I spent MOST of my career in electronics manufacturing. And by that I mean IN a clean room making either discrete or IC products. Quality is an obsession. But, process is designed around building it right the first time as opposed to inspection and rework...if possible. It is much less expensive that way. Everyone has, of course, a quality program, but these days it is based on passing ISO audits, which mandate certain....statistics be kept and complete documentation of process. SPC (statistical process control) is adopted virtually 100% of the time and most plants also will be committed to 6S procedures. You'll have to look that last one up! It is a Japanese originated system or workplace order, control and principles. works, too.

So, with that in mind, I will say that all manufacturers know the limits of process and the result. If I were a TV tester, I'd buy my set out of stock somewhere and NOT rely on a potentially massaged set from the builder.

After having extensive experience with more electronic and machines that most people would see in 5 lifetimes, I'd agree about the extended warranty. We called it 'infant mortality' which just meant that machines may have a few problems at first, but once worked out, the machine when properly maintained will remain stable for long time periods. I would expect similar rules for consumer electronics.
 

New member
Username: Antmanv1

Marietta, GA USA

Post Number: 8
Registered: Oct-05
Leo- I had the same experience with "infant mortality" with my Samsung DLP that I bought exactly 5 years ago! It was my 1st and so far only leap to HDTV. Because of that I bought the extended warranty. Something that I never do. I'm glad I did. I had all the major components changed out due to "bad" picture quality. The color wheel broke at 3 years due to poor design regarding the bearing. Now that everything has been fixed, it works fine. I'm sure it's working up to it's full potential, anyway! Lesson I learned, it can really pay off to buy the warranty with expensive new technology. Incidently, the only thing I never changed is the bulb.
 

Gold Member
Username: Magfan

USA

Post Number: 1768
Registered: Oct-07
Not changing the bulb probably means less than XXX hours. I'm surprised it broke THAT often....and MUCH without having even gone thru a single lamp!
California has Lemon Laws might have saved you ALL that trouble...which sounds like you really jumped thru some hoops.
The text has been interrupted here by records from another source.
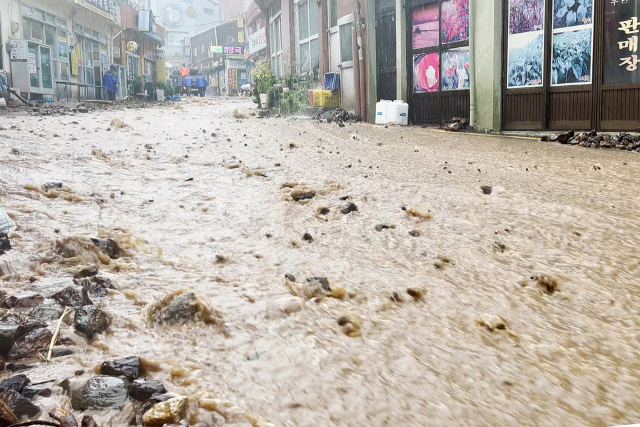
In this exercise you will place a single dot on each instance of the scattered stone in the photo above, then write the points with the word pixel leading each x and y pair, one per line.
pixel 548 284
pixel 29 345
pixel 487 189
pixel 142 389
pixel 302 195
pixel 416 293
pixel 90 320
pixel 23 300
pixel 99 393
pixel 19 405
pixel 350 325
pixel 108 246
pixel 128 367
pixel 381 227
pixel 491 322
pixel 15 383
pixel 349 207
pixel 72 296
pixel 168 412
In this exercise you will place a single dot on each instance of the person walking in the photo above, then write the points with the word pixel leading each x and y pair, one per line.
pixel 201 84
pixel 110 82
pixel 187 83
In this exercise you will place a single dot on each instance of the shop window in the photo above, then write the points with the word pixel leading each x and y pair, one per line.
pixel 621 38
pixel 440 40
pixel 308 44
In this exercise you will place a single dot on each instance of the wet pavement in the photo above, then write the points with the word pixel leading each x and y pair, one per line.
pixel 526 309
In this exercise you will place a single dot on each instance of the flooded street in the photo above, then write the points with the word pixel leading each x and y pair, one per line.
pixel 526 308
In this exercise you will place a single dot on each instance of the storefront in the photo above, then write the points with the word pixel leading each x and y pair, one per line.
pixel 571 65
pixel 438 60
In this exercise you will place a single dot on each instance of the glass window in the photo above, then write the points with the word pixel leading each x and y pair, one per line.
pixel 620 43
pixel 346 42
pixel 333 13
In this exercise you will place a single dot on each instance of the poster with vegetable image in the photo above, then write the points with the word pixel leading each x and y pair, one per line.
pixel 569 13
pixel 455 21
pixel 571 63
pixel 426 27
pixel 524 63
pixel 455 69
pixel 426 73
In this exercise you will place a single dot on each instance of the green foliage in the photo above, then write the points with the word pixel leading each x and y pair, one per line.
pixel 135 85
pixel 263 77
pixel 168 89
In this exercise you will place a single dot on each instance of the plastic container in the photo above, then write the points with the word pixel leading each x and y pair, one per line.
pixel 382 112
pixel 398 113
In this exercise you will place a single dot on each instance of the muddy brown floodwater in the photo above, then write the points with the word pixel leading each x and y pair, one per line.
pixel 527 308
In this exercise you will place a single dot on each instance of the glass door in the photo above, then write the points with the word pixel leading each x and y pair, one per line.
pixel 45 67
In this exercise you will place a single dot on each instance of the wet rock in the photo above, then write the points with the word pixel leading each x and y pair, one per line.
pixel 31 344
pixel 350 325
pixel 348 208
pixel 322 281
pixel 7 417
pixel 15 383
pixel 24 300
pixel 19 405
pixel 97 286
pixel 415 293
pixel 168 412
pixel 302 195
pixel 30 392
pixel 142 389
pixel 87 272
pixel 72 296
pixel 491 322
pixel 108 246
pixel 128 367
pixel 88 421
pixel 90 320
pixel 100 393
pixel 548 284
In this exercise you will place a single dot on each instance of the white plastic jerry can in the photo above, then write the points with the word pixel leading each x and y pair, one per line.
pixel 382 114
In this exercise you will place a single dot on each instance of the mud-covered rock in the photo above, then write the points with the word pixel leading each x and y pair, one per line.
pixel 100 393
pixel 142 389
pixel 23 300
pixel 15 383
pixel 20 406
pixel 90 320
pixel 168 412
pixel 7 417
pixel 31 344
pixel 128 367
pixel 108 246
pixel 72 296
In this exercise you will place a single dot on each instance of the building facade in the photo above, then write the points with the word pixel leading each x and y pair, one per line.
pixel 530 65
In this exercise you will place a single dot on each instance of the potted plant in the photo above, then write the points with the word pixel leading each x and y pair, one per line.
pixel 264 79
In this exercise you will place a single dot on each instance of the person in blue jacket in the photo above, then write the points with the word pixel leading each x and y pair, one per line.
pixel 201 84
pixel 187 83
pixel 110 82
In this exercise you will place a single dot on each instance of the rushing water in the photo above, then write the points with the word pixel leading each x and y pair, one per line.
pixel 567 358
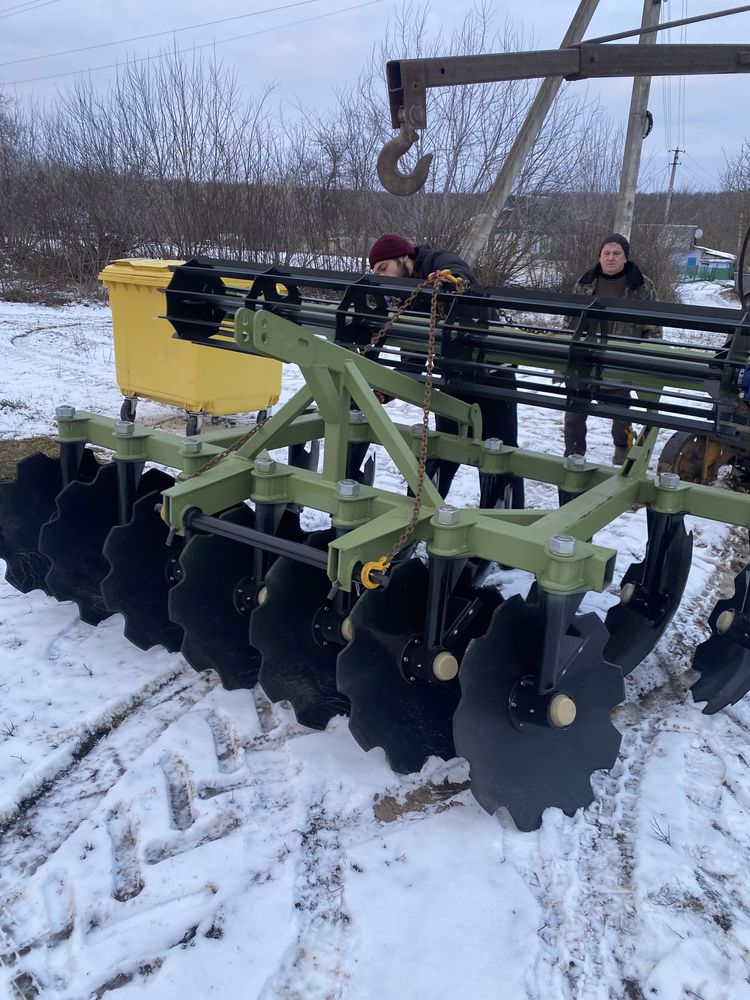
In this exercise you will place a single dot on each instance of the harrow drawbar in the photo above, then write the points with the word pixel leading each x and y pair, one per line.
pixel 382 611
My only SXRD 'problem'? I changed a lamp at about 7500 hours.
 

Silver Member
Username: Mccambley

BREEZY POINT, NY USA

Post Number: 808
Registered: Jun-05
Rear Projection TVs needed an extended warranty. Today's flat panels most likely don't need an extended warranty and if you feel you still need one, the price of one can probably be negotiated. The sales person will ask you over and over again if you originally say no to a warranty then you can ask for a better price on the warranty. If you are buying a $700 TV why pay $300 for a warranty.
 

Gold Member
Username: Magfan

USA

Post Number: 1776
Registered: Oct-07
In my experience, Electronics that is GOING to fail will do so fairly quickly unless abused or put thru the Washer....like my buddy did with his Cell Phone.....
If you get thru a year or so without failure and the normal warranty, you should be good to go.